Drag is a force exerted on an object moving through a fluid; it is always oriented in the direction of relative fluid flow (try running against a high wind and you'll feel drag pushing you back in the direction of relative fluid flow). Drag occurs because the fluid and the object exchange momentum when impacting, creating a force opposing the motion of the object. Drag is higher when (1) the surface area of the object exposed to the fluid flow is higher, (2) the object is moving faster (or the relative fluid flow is faster), and (3) the fluid is has more momentum, or inertia (the viscosity and density of the fluid are high) -- this is generally low for air relative to other fluids such as water. Trying to walk in a strong wind will demonstrate drag for you. A dropped weight falls faster through air than through honey largely because of drag forces.

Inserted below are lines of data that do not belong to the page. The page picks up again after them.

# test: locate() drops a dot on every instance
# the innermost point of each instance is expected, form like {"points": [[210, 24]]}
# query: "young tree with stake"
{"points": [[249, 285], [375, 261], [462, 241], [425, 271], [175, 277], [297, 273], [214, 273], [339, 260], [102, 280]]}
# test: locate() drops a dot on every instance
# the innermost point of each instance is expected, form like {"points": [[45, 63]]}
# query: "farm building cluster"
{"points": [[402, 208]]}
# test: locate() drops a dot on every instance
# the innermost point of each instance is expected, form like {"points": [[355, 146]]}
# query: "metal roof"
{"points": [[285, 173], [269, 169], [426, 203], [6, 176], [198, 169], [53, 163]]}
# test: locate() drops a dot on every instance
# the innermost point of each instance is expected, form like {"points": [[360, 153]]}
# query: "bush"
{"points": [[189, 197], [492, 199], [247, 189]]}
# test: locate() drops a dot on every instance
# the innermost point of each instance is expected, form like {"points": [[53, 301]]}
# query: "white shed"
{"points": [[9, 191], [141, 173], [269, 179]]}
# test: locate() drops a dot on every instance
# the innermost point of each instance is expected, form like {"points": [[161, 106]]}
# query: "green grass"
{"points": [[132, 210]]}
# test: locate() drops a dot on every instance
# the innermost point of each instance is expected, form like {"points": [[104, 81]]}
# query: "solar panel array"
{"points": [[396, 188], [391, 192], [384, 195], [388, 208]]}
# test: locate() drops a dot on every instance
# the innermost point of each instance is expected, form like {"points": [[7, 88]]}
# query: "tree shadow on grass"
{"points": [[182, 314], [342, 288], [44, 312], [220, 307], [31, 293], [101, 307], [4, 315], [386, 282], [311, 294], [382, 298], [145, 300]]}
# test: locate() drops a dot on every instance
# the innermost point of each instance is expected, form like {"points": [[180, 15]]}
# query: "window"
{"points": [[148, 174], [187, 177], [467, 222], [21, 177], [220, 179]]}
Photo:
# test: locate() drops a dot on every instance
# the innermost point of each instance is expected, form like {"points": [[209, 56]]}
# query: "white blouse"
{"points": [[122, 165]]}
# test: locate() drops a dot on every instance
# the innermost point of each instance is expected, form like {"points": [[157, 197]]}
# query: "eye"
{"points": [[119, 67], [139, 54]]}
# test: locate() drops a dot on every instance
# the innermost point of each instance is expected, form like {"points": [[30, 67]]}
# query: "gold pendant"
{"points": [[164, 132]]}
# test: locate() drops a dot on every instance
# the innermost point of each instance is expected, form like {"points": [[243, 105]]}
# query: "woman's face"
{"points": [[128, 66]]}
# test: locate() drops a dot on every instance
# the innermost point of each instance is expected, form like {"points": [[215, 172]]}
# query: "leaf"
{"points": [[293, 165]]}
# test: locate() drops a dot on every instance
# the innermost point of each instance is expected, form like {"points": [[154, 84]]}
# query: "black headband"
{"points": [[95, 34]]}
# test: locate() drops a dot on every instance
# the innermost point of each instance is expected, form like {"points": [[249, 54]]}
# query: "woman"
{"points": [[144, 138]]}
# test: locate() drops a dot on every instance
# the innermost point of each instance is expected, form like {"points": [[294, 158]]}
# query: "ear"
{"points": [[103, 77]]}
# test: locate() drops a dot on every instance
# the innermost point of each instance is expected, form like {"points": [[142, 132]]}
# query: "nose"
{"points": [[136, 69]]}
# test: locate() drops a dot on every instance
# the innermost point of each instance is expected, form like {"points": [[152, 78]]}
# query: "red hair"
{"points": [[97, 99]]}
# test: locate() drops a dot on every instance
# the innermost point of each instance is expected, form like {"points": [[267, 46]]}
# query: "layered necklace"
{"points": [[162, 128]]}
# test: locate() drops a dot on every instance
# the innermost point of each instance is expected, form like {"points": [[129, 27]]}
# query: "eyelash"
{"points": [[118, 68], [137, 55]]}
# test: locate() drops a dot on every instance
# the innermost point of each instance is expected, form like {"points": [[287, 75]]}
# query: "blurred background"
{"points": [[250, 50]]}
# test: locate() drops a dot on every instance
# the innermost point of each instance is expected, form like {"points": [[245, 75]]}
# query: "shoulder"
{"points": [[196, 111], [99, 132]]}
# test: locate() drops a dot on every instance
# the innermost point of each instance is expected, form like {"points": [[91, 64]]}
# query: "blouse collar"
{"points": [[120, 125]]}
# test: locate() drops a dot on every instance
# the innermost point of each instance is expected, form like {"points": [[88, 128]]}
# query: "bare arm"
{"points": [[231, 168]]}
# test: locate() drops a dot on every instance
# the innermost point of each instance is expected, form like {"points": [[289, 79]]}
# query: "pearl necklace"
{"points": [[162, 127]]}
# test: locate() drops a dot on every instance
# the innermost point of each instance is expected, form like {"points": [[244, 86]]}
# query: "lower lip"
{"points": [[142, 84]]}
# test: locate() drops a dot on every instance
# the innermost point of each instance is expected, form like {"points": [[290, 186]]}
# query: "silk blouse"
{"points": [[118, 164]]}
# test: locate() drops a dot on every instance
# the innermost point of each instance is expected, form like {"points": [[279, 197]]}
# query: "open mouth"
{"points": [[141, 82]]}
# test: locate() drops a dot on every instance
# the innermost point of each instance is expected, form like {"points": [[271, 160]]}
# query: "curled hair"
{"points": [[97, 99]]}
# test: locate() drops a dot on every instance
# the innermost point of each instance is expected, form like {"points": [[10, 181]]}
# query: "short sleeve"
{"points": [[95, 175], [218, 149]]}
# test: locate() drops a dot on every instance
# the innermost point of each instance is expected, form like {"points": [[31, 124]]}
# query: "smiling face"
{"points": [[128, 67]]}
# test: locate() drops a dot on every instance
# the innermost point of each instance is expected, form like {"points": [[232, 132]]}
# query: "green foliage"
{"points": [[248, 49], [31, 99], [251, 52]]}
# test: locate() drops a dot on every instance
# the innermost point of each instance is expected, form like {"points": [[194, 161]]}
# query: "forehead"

Lift is another force exerted on an object moving through a fluid; it is generally (but not always) directed upwards (perpendicular to the drag force), opposing the weight of the animal that is pulling it down to Earth. In animals that generate significant lift forces (like true flyers), air moves more quickly over the top of the animal's wings than the bottom of the wings, creating a low pressure area over the wings, following Bernoulli's Principle. This low pressure area "sucks" the wing (and its attached body) upwards, creating lift; which is how hard the object is sucked upwards. The majority of lift in gliders and flyers is produced at the proximal part (base) of the wing, where the wing area is largest. Lift is higher when (1) the area of the bottom of the wing is larger, (2) the animal is moving faster, and (3) again, fluid viscosity and density are higher. Another important concept is the fact that lift can exist only in the presence of a moving fluid. This is also true for drag. It doesn't matter if the object is stationary and the fluid is moving, or if the fluid is still and the object is moving through it. What really matters is the relative difference in speeds between the object and the fluid.

Thrust is the third force that we will discuss. It is only present in true fliers; it is produced by powered flight (wing flapping), especially at the distal (end) of the wing. Thrust is a force induced in the direction of the animal's flight, opposing the drag force. To fly at a steady speed in a completely horizontal direction, an animal must generate enough thrust to equal the drag forces on it. Thrust is produced by flapping the wings, pushing the air contacted by the wings downwards and forwards (describing the shape of a figure-eight if viewed from the side), which creates a pressure difference around the airfoil wing, and hence thrust. If the thrust force is greater than the drag force, the animal will accelerate; likewise the animal will decelerate if the drag is greater than the thrust, and when thrust force equals drag force, the animal moves at a constant speed. Thrust is a force basically dependent on the power output of the flight muscles of the animal.